• racecar789 3 hours ago

    Imagine being able to tell an app to call the IRS during the day, endure the on-hold wait times, then ask the question to the IRS rep and log the answer. Then deliver the answer when you get home.

    Or, have the app call a pharmacy every month to refill prescriptions. For some drugs, the pharmacy requires a manual phone call to refill which gets very annoying.

    So many use cases for this.

    • TZubiri 3 hours ago

      As costs of humanlike communications decrease, so will Sybil attacks and spam.

      The IRS is notorious for resistance to tech change, don't be surprised if they unplug the phones and force you to walk in to ask your question.

      What is the value add here? Save sometime for technocrats and technoadjacents for a whole of 3 years before victims of spam adapt?

      Also this has been solved already just mail your question like the rest of mortals.

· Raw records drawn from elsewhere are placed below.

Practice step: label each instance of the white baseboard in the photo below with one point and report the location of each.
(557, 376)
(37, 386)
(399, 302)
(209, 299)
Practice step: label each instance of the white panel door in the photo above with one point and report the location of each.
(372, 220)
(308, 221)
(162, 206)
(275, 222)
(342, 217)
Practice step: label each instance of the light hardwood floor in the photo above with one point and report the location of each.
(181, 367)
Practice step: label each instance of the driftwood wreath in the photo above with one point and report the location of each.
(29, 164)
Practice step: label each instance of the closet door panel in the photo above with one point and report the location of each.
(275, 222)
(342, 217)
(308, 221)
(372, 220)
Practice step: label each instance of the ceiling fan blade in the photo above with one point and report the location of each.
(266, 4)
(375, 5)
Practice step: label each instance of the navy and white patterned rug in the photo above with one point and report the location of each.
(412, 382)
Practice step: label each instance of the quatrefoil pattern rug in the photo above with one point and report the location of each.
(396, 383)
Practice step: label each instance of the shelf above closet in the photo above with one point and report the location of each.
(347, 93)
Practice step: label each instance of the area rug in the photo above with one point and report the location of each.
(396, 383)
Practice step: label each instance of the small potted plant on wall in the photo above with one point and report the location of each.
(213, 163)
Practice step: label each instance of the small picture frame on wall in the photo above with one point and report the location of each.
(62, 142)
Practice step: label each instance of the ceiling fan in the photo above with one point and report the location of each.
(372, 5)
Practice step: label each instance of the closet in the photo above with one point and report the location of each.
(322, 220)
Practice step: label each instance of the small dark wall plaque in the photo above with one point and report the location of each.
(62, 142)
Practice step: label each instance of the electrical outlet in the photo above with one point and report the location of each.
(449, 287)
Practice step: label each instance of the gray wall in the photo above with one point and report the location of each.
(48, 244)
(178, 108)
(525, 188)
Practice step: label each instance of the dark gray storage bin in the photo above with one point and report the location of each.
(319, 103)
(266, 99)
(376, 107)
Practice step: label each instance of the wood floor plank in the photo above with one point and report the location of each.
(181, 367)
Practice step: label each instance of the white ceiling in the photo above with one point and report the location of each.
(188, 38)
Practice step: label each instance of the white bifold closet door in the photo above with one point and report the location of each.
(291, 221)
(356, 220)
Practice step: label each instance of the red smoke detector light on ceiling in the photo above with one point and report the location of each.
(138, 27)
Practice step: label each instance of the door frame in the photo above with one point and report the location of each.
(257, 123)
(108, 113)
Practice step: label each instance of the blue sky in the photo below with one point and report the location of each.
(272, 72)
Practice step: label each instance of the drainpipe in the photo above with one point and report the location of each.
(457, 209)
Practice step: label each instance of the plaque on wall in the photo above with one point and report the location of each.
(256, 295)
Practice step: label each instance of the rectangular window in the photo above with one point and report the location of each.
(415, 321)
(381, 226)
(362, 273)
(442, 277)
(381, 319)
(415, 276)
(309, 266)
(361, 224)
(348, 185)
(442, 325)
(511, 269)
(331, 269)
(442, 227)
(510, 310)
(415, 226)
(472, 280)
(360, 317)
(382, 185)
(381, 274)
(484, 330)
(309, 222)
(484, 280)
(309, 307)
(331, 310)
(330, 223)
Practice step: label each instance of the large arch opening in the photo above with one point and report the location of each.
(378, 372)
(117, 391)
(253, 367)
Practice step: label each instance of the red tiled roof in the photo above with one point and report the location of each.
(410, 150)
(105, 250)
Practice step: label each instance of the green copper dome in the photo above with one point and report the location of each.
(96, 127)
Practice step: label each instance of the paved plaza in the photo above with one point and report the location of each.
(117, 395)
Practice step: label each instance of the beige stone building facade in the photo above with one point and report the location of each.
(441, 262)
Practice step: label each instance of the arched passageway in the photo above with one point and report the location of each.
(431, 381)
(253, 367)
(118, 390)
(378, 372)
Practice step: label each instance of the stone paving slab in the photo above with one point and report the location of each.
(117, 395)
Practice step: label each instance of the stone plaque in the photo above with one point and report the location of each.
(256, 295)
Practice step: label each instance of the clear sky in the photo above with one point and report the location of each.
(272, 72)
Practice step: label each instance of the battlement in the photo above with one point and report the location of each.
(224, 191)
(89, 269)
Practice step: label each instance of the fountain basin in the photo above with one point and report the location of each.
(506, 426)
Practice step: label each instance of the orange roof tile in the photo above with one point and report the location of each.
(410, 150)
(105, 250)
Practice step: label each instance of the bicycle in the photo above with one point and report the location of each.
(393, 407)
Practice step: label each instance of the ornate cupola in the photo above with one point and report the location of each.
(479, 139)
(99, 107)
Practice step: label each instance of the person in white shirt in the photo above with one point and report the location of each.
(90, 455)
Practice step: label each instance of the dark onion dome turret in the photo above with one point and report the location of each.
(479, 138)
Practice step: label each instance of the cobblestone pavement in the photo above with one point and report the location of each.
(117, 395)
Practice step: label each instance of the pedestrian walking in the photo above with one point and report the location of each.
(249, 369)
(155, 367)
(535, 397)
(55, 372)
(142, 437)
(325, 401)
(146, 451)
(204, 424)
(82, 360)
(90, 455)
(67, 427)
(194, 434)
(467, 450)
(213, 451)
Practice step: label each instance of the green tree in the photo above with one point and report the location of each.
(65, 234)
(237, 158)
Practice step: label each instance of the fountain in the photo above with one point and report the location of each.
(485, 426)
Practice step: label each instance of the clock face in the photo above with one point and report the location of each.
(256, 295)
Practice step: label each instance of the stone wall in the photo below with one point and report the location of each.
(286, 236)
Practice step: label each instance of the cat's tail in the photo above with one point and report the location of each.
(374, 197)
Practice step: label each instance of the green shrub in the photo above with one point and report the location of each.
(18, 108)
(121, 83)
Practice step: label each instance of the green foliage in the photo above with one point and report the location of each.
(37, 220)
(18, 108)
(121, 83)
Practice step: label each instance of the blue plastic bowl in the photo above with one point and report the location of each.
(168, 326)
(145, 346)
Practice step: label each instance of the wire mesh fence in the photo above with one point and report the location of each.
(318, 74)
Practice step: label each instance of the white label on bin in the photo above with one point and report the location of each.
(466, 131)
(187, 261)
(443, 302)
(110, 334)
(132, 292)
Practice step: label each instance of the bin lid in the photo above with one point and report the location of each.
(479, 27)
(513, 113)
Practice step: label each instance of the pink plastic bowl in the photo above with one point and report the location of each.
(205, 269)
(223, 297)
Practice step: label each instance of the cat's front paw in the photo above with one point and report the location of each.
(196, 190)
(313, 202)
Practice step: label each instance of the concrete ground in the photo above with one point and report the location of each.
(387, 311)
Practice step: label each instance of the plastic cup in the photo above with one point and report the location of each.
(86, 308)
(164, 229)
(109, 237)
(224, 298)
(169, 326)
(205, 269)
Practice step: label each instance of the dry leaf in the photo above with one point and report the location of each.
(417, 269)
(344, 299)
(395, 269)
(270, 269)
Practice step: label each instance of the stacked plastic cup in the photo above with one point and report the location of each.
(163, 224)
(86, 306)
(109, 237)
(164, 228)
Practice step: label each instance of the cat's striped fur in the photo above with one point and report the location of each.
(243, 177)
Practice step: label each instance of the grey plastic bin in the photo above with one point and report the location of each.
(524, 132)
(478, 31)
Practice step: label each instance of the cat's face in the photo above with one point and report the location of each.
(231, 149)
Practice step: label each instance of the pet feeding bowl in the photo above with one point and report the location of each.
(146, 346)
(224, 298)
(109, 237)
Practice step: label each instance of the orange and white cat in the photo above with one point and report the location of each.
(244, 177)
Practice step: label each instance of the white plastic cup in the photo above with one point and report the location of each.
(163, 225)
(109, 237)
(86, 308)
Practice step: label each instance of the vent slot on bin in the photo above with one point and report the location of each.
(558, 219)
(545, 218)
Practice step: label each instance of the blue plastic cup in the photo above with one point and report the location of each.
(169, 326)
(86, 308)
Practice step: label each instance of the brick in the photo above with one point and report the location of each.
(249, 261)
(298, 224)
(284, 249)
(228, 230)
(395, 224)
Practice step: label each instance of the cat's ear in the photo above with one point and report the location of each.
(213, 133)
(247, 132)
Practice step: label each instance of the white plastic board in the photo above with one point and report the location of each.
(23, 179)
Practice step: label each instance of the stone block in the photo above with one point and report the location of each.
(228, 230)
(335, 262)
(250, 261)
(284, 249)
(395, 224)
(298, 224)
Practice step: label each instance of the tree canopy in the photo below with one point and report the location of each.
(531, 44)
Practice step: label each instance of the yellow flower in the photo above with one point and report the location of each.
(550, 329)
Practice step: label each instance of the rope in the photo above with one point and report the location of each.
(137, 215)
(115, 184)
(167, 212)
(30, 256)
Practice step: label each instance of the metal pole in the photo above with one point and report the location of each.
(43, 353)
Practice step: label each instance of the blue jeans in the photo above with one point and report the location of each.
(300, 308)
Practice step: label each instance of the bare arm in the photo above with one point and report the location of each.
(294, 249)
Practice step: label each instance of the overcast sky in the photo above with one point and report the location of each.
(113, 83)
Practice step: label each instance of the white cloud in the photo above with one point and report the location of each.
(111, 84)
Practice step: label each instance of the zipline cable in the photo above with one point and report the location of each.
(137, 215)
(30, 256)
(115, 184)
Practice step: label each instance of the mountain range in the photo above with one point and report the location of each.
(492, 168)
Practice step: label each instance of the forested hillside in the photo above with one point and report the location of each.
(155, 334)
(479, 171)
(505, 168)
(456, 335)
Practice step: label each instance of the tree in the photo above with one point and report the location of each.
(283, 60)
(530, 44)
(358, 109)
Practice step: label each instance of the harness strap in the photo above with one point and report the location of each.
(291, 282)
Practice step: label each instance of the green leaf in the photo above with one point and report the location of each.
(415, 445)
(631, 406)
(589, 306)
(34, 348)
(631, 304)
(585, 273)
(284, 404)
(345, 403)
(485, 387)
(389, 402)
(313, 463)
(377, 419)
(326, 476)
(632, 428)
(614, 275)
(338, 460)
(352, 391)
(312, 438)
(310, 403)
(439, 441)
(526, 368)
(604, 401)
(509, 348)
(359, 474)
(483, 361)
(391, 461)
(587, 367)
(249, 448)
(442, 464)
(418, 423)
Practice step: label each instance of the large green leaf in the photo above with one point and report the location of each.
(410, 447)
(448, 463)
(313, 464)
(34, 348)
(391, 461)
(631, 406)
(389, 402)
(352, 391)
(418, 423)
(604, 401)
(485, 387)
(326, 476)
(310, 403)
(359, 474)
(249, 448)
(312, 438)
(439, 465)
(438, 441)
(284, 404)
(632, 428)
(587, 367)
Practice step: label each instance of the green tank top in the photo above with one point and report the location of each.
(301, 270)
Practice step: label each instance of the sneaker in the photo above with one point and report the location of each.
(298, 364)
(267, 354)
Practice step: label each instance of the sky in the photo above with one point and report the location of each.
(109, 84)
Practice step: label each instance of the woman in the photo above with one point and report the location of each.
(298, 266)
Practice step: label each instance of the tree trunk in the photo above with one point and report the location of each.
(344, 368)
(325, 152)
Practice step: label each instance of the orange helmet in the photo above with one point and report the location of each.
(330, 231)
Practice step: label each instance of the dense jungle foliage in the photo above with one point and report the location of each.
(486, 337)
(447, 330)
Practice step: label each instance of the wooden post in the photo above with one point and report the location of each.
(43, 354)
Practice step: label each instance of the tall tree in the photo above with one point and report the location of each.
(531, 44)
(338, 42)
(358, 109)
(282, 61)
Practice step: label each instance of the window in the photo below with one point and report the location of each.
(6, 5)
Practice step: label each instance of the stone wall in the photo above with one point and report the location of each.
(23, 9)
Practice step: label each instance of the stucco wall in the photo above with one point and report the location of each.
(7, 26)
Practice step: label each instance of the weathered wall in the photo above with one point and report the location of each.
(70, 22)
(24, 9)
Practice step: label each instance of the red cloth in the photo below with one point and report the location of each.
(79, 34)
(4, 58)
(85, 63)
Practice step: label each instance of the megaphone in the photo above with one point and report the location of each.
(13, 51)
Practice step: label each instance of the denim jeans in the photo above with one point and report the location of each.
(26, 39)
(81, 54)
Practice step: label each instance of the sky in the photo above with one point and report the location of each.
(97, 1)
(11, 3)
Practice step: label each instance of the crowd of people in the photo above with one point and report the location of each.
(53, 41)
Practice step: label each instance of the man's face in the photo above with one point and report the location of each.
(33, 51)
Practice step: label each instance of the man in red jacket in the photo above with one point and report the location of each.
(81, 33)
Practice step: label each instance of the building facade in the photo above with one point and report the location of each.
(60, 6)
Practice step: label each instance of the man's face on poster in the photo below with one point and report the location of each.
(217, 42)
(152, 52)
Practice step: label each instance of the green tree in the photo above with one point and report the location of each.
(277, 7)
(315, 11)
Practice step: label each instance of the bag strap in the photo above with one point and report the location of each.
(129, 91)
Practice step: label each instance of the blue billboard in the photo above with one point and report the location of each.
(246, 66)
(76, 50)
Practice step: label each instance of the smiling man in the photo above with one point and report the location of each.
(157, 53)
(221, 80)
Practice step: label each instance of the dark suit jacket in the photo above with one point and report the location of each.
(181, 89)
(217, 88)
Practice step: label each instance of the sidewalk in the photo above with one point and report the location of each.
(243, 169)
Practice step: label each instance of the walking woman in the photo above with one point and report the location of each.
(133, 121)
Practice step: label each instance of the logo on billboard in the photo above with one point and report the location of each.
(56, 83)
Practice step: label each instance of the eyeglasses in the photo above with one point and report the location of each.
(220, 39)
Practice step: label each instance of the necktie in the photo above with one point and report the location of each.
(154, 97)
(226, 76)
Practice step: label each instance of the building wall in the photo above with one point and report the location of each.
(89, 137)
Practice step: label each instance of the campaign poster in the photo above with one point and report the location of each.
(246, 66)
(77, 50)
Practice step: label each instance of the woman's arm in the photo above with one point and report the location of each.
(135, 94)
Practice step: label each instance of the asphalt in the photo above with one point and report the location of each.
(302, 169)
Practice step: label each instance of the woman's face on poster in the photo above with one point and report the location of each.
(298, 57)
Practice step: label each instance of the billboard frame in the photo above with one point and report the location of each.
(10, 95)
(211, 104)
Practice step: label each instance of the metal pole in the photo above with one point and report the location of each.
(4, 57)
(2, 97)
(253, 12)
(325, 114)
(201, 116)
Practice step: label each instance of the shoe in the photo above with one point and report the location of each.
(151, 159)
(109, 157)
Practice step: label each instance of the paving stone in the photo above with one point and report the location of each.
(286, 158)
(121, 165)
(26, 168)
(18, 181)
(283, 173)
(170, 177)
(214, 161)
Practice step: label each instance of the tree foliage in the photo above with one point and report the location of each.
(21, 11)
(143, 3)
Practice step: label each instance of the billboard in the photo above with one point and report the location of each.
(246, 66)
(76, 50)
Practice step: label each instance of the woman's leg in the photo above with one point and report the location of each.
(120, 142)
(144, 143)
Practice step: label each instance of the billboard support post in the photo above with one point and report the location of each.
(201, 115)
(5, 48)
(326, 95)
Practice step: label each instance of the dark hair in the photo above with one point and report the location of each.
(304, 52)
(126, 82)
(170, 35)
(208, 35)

      • ensignavenger 2 hours ago

        It would be really nice if the IRS would ALLOW you to walk in and ask a question!

        • andrew_eu an hour ago

          Years ago my tax return was flagged as a possible fraud case -- I believe a direct consequence of a big data breach. I had to go into my "local" IRS office and present my passport to prove indeed it was me. Decidedly not nice.

          True to form, with an appointment I waited 3 hours at the office and watched the guard staff turn away countless people. Finally saw a person, gave then my passport, and finished in a minute.

          • daveguy an hour ago

            That is very expensive. Offices all around the country with personnel. We are going to have to fund them instead of gripe about them to get that to happen.

      • throw14082020 4 hours ago

        This is really helpful, thanks!

        OpenAI hired the ex fractional CTO of LiveKit, who created Pion, a popular WebRTC library/tool.

        I'd expect OpenAI to migrate off of LiveKit within 6 months. LiveKit is too expensive. Also, WebRTC is hard, and OpenAI now being a less open company will want to keep improvements to itself.

        Not affiliated with any competitors, but I did work at a PaaS company similar to LiveKit but used Websockets instead.

        • fidotron an hour ago

          > LiveKit is too expensive

          Most of it is open source, especially the clients, although they do feel quite ad hoc hacked together (a possible side effect of WebRTC evolution).

          Would totally agree on OpenAI moving away. The description of the agent here sounds like a big hack just to get around the fact temporarily the model server expects audio over sockets instead.

          • russ 25 minutes ago

            Which components feel ad hoc?

            In most real applications, the agent has additional logic (function calling, RAG, etc) than simply relaying a stream to the model server. In those cases, you want it to be a separate service/component that can be independently scaled.

        • pj_mukh 17 hours ago

          Super cool! Didn't realize OpenAI is just using LiveKit.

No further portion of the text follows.